LEANN: Farmers are constantly looking to become more efficient and productive, which in turn means healthier soils. Edible beans are legumes, which fix nitrogen into the soil. By planting edible beans in our crop rotation, we are able to reduce the amount of fertilizer needed for next year’s crop. We also use minimal till farming which reduces wind and water erosion and promotes a healthy soil biomass.

BB: As a farmer, what do you wish people knew more about what you do?

mark-dombeckMARK: I wish more people understood what a family farm is, and that we are a family farm. We really understand and care about every single thing that happens on our farm. Everything we do we do in a sustainable manner because we want to make sure it will be here for future generations. I am leaving the soil and animals in better condition for the next generation because if you don’t do it that way, it just won’t work.

LEANN: I think farming is one of the most important jobs a person can do. We are very fortunate to have such a safe, abundant, affordable food supply in this country. Our philosophy is that if you take care of the land, the land will take care of you. We work hard to do a good job and be productive, and we’re also looking to the future when the land will be passed on to the next generation of farmers. The food we raise is the food we feed our own families, so it is safe. We are faced with many challenges throughout the year and each day is different. Mother Nature plays a huge role in our success each year, as well as the markets.  You have no control over either one. Sometimes you work all year long and don’t get a paycheck. But we love the land and the lifestyle so we always try again next year.

BB: Finally, the most important question, what’s your favorite bean? And what’s your favorite bean dish?

MARK: I’m a little prejudice because I grow kidney beans, so I have to say kidney beans are my favorite. And my favorite dish would be chili, with an extra amount of kidney beans in it. I also like my kidney beans in soups and salads.

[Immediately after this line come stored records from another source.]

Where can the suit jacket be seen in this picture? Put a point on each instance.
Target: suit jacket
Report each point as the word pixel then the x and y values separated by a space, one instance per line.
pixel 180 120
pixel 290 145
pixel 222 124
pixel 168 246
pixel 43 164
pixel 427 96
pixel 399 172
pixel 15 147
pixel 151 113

LEANN: I like all types of beans, but black beans have become my favorite. They’re so versatile – you can add them to salads, entrees and soups. My favorite bean dish is Calico Beans. It’s a baked bean dish with navy, pinto, kidney, and lima beans, ground beef and bacon.


Fast Bean Farming Facts

Want to impress your friends with your bean farming knowledge? Here are 5 key farming facts to share with friends and family:

1. Beans are members of the legume family, which includes beans, lentils, peas, peanuts and soybeans. These plants contribute to soil health through nitrogen fixation, a process where atmospheric nitrogen is converted into a form of nitrogen plants can use.
2. Each acre of land in the U.S. planted to beans will produce 1,500 to 2,800 pounds of beans, depending on location, weather and soil conditions.
3. In 2015, U.S. farmers in 19 states produced more than 2.97 billion pounds of dry beans. The top five beans producing states were North Dakota, Michigan, Minnesota, Nebraska and Idaho.
4. In 2015, the top five types of beans produced in the U.S. were pinto beans (32%), black beans (19%), navy beans (15%), kidney beans (7%) and small red beans (4%).
5. American farmers grow approximately twice as many pinto beans as any other beans.